Definite match to what has happened. I had not checked it after the first 1,000 kms. Grr.

Nevermind have obtained a replacement, which will be installed today.
 
Actually it's interesting. Elsewhere, Sheldon advises that a cottered crank cannot be installed sufficiently without press or hammer? Or am I looking at something different?

http://sheldonbrown.com/cotters.html
 
Double check the square of the arm now. I had a similar situation which resulted in the square getting deformed due to the looseness. Solution was to replace the arm which is easy peasy as its a common bike part (I used the arm from the original bike).

I too use a rubber mallet to "bang" the arm further in, ensuring a tight fit. Then finish it off with a loctited bolt. :?
 
Lurkin,

Yup. Like I said, recheck the bolts after the first several rides. If the taper in the crank arm is not an exact match for the taper of the spindle, it will take several tightenings before the aluminum conforms to the spindle.

A cottered crank is not a tapered pin fitting into a matching tapered hole. Cotters are an antiquated method of attaching cranks. The hole in the crank arm is straight sided, the flat on the spindle is not tapered either. Only one side of the pin is tapered. They are a real kludge. When you remove them, most have metal shaved off the tapered side.

jtrops,

The spindle is supposed to be case hardened. If it was worn down by an aluminum crank arm, it was not hard enough.
 
I said "cranks with a rounded taper,". I was referring to the fact that the crank arm flats can get rounded by riding loose, and thereby destroying the fit.

So, yes i agree, and it sounds like you too agree with me.
 
Lurkin said:
Actually it's interesting. Elsewhere, Sheldon advises that a cottered crank cannot be installed sufficiently without press or hammer? Or am I looking at something different?

http://sheldonbrown.com/cotters.html
Yes, you are looking at a much different, older system.
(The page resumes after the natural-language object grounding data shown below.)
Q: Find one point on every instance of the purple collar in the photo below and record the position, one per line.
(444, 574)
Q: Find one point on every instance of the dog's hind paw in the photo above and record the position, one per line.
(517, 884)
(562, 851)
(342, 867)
Your cranks are square-taper cotterless cranks.

There is yet another newer system, ISIS, using splined surfaces instead. Might be even more I haven't worked with.





Warren said:
A cottered crank is not a tapered pin fitting into a matching tapered hole. Cotters are an antiquated method of attaching cranks. The hole in the crank arm is straight sided, the flat on the spindle is not tapered either. Only one side of the pin is tapered. They are a real kludge. When you remove them, most have metal shaved off the tapered side.
Some don't even have tapers at all. The ones I had on a "PanWorld" bike simply had a round shaft same diameter all the way to the shoulder the cranks slid up against just before the BB shell. Then they had the flat for the cotter pin. They took a hell of a lot of work to get the freakin' pins out, too. Thought I was gonna break the shaft!